Pour
Platon l’âme immortelle a contemplé jadis les Idées éternelles
dont elle doit à nouveau se ressouvenir dans le monde sensible.
Comment comprendre que les Idées puissent être immortelles de sorte
qu’aujourd’hui nous pourrions réinterpréter la doctrine
platonicienne comme « potentialités en devenir » ?
Les idées relèvent du concept qui traduit l’essence des choses.
Il existe des essences éternelles qui manifestent l’éternité
d’un même phénomène car l’essence n’a de sens que si, comme
potentialité, elle est susceptible de s’incarner dans un objet,
corps, phénomène.
L’essence relève de la non matérialité, de la méta-physique,
et se définit comme l’ensemble des lois physiques, biologiques et
principes qui permettent à la matérialité brute d’être comme
étant.
Les
essences éternelles premières sont celles qui assurent la
structure de l’univers pour le maintenir en sa permanence.
L’éternité de ces essences premières a pour corollaire
l’éternité de l’univers et conduisent à celle des constantes
physiques fondamentales. En effet, pour que l’univers existe dans
sa permanence, il faut que sa base fondamentale soit immuable et à
partir de laquelle l’évolution et la complexité deviennent
possibles. On ne peut concevoir un univers intrinsèquement variable,
ce qui supposerait que cette base soit soumise à fluctuations,
rendant aléatoire son existence. Exister c’est donc que l’Être
soit dans sa permanence pour permettre l’évolution qui ne saurait
concerner la base elle-même sans laquelle rien ne serait.
Qu’en
serait-il d’un univers historique tel que la théorie du bib bang
l’envisage ? L’univers, pour surgir brutalement le jour de
sa création, doit être doté immédiatement des conditions de son
être pour exister. Ses constantes fondamentales (C,h,G,e)

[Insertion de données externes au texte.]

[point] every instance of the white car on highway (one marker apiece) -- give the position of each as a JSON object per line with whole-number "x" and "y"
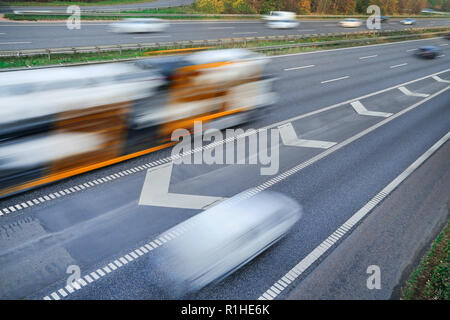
{"x": 143, "y": 25}
{"x": 350, "y": 23}
{"x": 279, "y": 15}
{"x": 408, "y": 21}
{"x": 283, "y": 24}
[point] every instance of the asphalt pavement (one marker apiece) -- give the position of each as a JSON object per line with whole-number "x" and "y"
{"x": 32, "y": 35}
{"x": 366, "y": 114}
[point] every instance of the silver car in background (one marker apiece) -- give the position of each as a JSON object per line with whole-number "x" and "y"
{"x": 220, "y": 240}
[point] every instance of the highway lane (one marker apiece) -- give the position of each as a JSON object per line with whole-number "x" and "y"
{"x": 131, "y": 6}
{"x": 28, "y": 35}
{"x": 90, "y": 227}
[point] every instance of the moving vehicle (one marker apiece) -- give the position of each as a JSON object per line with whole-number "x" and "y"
{"x": 429, "y": 52}
{"x": 408, "y": 21}
{"x": 283, "y": 24}
{"x": 59, "y": 122}
{"x": 220, "y": 240}
{"x": 138, "y": 25}
{"x": 279, "y": 16}
{"x": 350, "y": 23}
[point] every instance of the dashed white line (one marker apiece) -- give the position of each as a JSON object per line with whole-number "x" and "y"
{"x": 337, "y": 79}
{"x": 368, "y": 57}
{"x": 398, "y": 65}
{"x": 316, "y": 254}
{"x": 297, "y": 68}
{"x": 18, "y": 42}
{"x": 245, "y": 32}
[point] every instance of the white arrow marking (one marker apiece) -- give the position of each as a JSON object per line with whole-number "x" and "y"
{"x": 360, "y": 109}
{"x": 440, "y": 79}
{"x": 289, "y": 138}
{"x": 412, "y": 94}
{"x": 155, "y": 192}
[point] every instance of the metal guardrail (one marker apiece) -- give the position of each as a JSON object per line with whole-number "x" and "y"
{"x": 210, "y": 43}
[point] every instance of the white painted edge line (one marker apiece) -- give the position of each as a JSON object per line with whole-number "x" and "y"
{"x": 337, "y": 79}
{"x": 368, "y": 57}
{"x": 125, "y": 172}
{"x": 360, "y": 109}
{"x": 398, "y": 65}
{"x": 315, "y": 255}
{"x": 302, "y": 67}
{"x": 405, "y": 91}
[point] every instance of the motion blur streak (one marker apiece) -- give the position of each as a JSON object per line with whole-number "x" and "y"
{"x": 220, "y": 240}
{"x": 58, "y": 122}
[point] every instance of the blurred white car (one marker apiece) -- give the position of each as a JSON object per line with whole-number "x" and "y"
{"x": 350, "y": 23}
{"x": 138, "y": 25}
{"x": 283, "y": 24}
{"x": 279, "y": 15}
{"x": 408, "y": 21}
{"x": 220, "y": 240}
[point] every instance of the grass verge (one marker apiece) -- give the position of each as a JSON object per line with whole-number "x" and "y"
{"x": 431, "y": 279}
{"x": 55, "y": 59}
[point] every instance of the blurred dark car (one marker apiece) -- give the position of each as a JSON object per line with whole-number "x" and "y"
{"x": 429, "y": 52}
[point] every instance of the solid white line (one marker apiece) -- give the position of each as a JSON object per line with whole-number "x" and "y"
{"x": 214, "y": 28}
{"x": 98, "y": 181}
{"x": 398, "y": 65}
{"x": 412, "y": 94}
{"x": 368, "y": 57}
{"x": 150, "y": 37}
{"x": 312, "y": 257}
{"x": 337, "y": 79}
{"x": 360, "y": 109}
{"x": 19, "y": 42}
{"x": 296, "y": 68}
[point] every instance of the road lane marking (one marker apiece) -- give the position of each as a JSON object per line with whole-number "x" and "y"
{"x": 360, "y": 109}
{"x": 405, "y": 91}
{"x": 347, "y": 226}
{"x": 368, "y": 57}
{"x": 290, "y": 138}
{"x": 149, "y": 37}
{"x": 126, "y": 172}
{"x": 219, "y": 28}
{"x": 302, "y": 67}
{"x": 337, "y": 79}
{"x": 245, "y": 32}
{"x": 440, "y": 79}
{"x": 398, "y": 65}
{"x": 18, "y": 42}
{"x": 183, "y": 227}
{"x": 155, "y": 191}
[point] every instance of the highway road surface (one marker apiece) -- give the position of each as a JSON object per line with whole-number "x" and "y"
{"x": 350, "y": 122}
{"x": 131, "y": 6}
{"x": 31, "y": 35}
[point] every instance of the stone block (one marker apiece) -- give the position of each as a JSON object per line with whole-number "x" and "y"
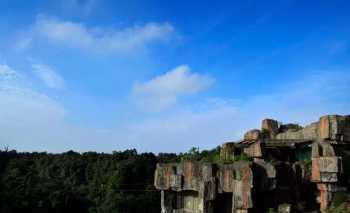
{"x": 227, "y": 151}
{"x": 285, "y": 208}
{"x": 254, "y": 150}
{"x": 270, "y": 126}
{"x": 252, "y": 135}
{"x": 162, "y": 176}
{"x": 176, "y": 182}
{"x": 325, "y": 169}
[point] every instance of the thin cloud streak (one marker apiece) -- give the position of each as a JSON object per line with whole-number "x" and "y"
{"x": 100, "y": 40}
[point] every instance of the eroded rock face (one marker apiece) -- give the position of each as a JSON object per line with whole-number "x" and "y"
{"x": 285, "y": 167}
{"x": 252, "y": 135}
{"x": 270, "y": 126}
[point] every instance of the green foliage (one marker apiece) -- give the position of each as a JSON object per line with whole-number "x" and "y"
{"x": 242, "y": 157}
{"x": 121, "y": 182}
{"x": 339, "y": 198}
{"x": 339, "y": 209}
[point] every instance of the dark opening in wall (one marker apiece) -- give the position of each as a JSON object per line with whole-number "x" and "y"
{"x": 223, "y": 203}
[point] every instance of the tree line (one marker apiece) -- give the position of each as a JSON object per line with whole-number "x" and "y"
{"x": 120, "y": 182}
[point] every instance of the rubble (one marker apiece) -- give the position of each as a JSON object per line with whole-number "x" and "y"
{"x": 288, "y": 168}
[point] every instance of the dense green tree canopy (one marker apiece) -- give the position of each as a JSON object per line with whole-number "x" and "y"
{"x": 121, "y": 182}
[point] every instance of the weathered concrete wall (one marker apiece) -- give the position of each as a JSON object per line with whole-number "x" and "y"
{"x": 272, "y": 169}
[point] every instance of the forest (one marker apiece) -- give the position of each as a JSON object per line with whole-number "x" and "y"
{"x": 118, "y": 182}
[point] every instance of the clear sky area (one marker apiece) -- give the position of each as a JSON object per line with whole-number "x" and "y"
{"x": 164, "y": 76}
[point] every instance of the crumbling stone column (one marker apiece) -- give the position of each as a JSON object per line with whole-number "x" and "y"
{"x": 270, "y": 126}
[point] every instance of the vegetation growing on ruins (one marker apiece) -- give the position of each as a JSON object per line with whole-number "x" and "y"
{"x": 73, "y": 182}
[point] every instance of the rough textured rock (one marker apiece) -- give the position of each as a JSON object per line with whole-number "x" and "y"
{"x": 254, "y": 150}
{"x": 285, "y": 208}
{"x": 270, "y": 126}
{"x": 288, "y": 167}
{"x": 252, "y": 135}
{"x": 227, "y": 151}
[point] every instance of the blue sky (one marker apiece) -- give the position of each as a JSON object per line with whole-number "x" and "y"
{"x": 164, "y": 76}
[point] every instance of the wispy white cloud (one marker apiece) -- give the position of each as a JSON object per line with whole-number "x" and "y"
{"x": 303, "y": 101}
{"x": 102, "y": 40}
{"x": 164, "y": 90}
{"x": 85, "y": 6}
{"x": 6, "y": 72}
{"x": 48, "y": 75}
{"x": 31, "y": 120}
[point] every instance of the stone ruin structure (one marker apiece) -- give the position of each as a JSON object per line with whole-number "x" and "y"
{"x": 289, "y": 169}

s’imposeraient comme sa base permanente structurées relativement
les unes aux autres. Elles passeraient de la potentialité à
l’actualité, ce qui suppose qu’elles soient DEJA contenues dans
cette matérialité puisqu’il est impossible de dissocier celle-ci
de son essence : tout se qui émerge implique immédiatement
l’organisation de sa substance par son essence.
S'il
s'agit d'une potentialité, elle ne peut s'extraire du néant car une
potentialité issue du néant n'a pas de sens puisque sa
concrétisation, suppose qu’elle soit contenue dans un ensemble de
possibles réels. En effet, il ne faut pas qu’il s’agisse d’une
potentialité rétroactive qui prouve sa nécessité par sa présence
en dévoilant sa cause. Nous pourrions aussi bien imaginer une
infinité de potentialités qui pour l’heure sont en attente de
leur cause créatrice : dire qu’un acte est potentiel, encore
faut-il décrire le champ du réel où se trouve sa probabilité
d’existence.
Dès
lors dans l’hypothèse de la création ex nihilo l’émergence de
la totalité de la matière universelle suppose que surgissent dans
« le même temps » les constantes qui vont structurer sa
base puisqu’elles sont liées à cette matérialité. La question
est de savoir « où » pouvaient bien se trouver l’essence
de ces constantes ? Comme elles se trouvent dépendantes de la
matérialité et que celle-ci est néant, elles ne pouvaient pas
être, même comme potentialité. Ainsi, le plus abstrait –
l’essence – ne peut pas plus que sa matérialité s’extraire
d’un néant.
Il
ne peut donc y avoir création à partir du néant, ce qui nous amène
à nous demander si on peut imaginer différents types d’univers
possibles, tels qu’existeraient potentiellement plusieurs
structurations de base de celui-ci. Cela suppose que devrait exister
un matériau non créé à partir duquel la matière surgirait car
autrement nous retomberions dans l’aporie d’une émanation ex
nihilo. Ce matériau ne peut être que l’espace lui-même dont les
propriétés déterminent « potentiellement » celles de
la matière et donc la valeur des constantes fondamentales. Pour
qu’il y ait un autre univers, il faut que ces propriétés de
l’espace changent, qu’il y ait un « autre type »
d’espace ou la vitesse limite serait supérieure ou inférieure à
C par exemple. Or l’espace est un continuum absolu puisque ne
pouvant intercaler des vides interne à sa structure. La densité de l’espace est
donc par essence invariable car seule pourrait varier son élasticité,
ce qui impliquerait une toute autre substance, laquelle devrait
s’emplir également elle-même, sans vides intercalaires. De là il
résulte que la densité de la substance de l’espace est la seule
et unique possible et que la vitesse C qui en découle est une
constante invariable en tous temps, elle est éternelle. Il faut donc
conclure que les constantes qui structurent notre univers sont
éternelles, d’où l’affirmation qu’il n’a pu exister et
n’existera qu’un seul univers possible.